The story I'm currently writing is YA fantasy. I thought it would be about 80,000 words when finished, but as I'm currently at 27k and haven't finished the first act, I think it's safe to assume I've underestimated the size of the story. 100k. Easy. Something has clicked in my brain. I haven't yet had a book run over 65-70k in a first draft. I've also never plotted out a trilogy before. But the words are flowing smoothly-- not always easily, mind-- and I find I'm having fun bringing out the characters' personalities on the page. I have already deviated from my outline, but that's okay. I'm concentrating more on the characters' feelings and growth and substituting in situations to force them to react in just the way I need. It's definitely in a good stage, and I find I'm anxious to get back to the keyboard whenever I'm away from it.
Here's a snippet from Chapter 3:
“Hawk or distressed pig?”
Genny raised an eyebrow in response to Liam’s question. “Thinking of taking up a new hobby? Farming? Falconry?”
“Old lady Baker.”
Genny arched a brow. “On second thought, perhaps you’ve had too much sun. I don’t see how since it’s not even noon yet, but if you’re ailing, I have a tincture—“
“Her voice. Old Lady Baker’s voice. Is it more like the screech of a hawk or the squeal of a distressed pig?”
Genny frowned, though her eyes shone with amusement. “Hush. Here she comes.”
“I know. That’s why I’m asking.” Liam stood, ready to greet the approaching customer. “Morning, Mistress Baker,” he said brightly. “Can I interest you in some fresh morrels? Or some tart cherries, perhaps?”
The old woman went straight to Genny. Liam sank to his stool, readying his ears for the oncoming assault. An ache had settled behind his eyes blaring like the midday sun, and Old Lady Baker’s searing voice would only make it worse.
“Genny, dear,” she said, reaching for Genny. “I’m glad you’re here.”
“It’s market day, Mistress Baker. Of course I’m here.”

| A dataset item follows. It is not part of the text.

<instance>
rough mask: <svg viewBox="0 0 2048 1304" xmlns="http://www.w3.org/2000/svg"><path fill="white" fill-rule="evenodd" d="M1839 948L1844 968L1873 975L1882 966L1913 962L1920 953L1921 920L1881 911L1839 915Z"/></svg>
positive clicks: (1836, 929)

“Tell me, what do you have for baubles on the feet?”
“On the feet, yes. I have the worst time with it at the end of the day. My feet scream in agony every morning when I put my shoes on.”

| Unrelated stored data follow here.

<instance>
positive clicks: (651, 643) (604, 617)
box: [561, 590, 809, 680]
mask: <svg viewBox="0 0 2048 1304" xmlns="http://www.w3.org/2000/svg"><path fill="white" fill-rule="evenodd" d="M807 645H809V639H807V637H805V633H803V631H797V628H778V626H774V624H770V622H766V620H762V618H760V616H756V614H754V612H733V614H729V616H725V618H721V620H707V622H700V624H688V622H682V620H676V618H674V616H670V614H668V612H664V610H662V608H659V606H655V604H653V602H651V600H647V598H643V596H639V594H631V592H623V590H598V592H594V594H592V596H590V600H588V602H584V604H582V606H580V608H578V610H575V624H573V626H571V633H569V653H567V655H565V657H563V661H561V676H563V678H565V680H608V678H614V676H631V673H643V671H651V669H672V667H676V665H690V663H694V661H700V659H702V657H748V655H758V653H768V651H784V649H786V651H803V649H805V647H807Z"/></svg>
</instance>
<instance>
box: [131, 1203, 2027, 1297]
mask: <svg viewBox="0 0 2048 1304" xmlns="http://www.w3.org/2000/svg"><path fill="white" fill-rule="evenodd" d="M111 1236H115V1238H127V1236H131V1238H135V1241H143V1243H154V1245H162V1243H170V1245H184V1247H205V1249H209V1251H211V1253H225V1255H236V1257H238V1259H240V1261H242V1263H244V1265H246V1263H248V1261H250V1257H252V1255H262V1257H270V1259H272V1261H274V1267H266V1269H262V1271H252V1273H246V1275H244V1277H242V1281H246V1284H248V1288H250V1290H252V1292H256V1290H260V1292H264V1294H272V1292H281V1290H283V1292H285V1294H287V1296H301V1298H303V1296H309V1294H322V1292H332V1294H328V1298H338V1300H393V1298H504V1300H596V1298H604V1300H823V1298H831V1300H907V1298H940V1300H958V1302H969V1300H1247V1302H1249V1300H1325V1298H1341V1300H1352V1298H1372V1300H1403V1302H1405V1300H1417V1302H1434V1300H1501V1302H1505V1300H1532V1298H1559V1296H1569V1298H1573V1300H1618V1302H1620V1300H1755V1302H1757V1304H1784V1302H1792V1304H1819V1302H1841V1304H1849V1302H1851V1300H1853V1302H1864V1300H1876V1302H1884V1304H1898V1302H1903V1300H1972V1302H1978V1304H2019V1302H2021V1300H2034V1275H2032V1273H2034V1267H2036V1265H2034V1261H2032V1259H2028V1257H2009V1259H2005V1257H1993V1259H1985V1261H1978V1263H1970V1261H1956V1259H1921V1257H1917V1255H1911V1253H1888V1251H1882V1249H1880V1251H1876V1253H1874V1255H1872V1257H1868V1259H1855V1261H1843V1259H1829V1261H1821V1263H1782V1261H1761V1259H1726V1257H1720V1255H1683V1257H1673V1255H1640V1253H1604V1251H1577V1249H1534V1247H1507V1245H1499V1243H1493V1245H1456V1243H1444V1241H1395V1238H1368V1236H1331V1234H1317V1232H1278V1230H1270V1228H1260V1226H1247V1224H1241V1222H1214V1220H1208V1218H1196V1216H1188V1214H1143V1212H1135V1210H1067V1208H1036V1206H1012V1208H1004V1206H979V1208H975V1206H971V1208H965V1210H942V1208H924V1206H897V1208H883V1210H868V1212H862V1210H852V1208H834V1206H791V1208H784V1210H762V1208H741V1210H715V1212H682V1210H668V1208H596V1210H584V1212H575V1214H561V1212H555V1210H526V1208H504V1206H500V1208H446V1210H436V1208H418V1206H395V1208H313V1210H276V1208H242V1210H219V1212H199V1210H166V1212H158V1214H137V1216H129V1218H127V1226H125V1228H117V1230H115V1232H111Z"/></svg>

“Maybe they were just trying to be heard over the sound of your voice,” Liam grumbled. Genny threw a glare at him, but she needn’t have bothered. The old lady hadn’t heard a word he said.
“Er— could you describe these baubles?” Genny said, affecting her voice with what she considered politeness. But it was Genny. Manners weren't exactly her strong suit. Fortunately, Old Lady Baker didn't require much for etiquette, just a sympathetic ear.
Liam dropped his head in his hands while the screecher went into excruciating detail describing wart-like protrusions on her overgrown, wrinkled feet.
“Mistress Baker, a nightly soaking in warm, salty water would be just the thing—“
“Oh, but my head! I can hardly stand the ache in my head every night—“
“Have you tried mint—“
“And my children. They have the ague in their bellies— a terrible ague—“
“A hot broth made of mushrooms and leeks should ease—“
As the two went back and forth with Mrs. Baker ignoring virtually every suggestion Genny gave her, Liam left his post to head for the well at the town square. He hoped a good long drink would help his headache, at the very least being out of hearing range of Mrs. Baker’s voice aught to help.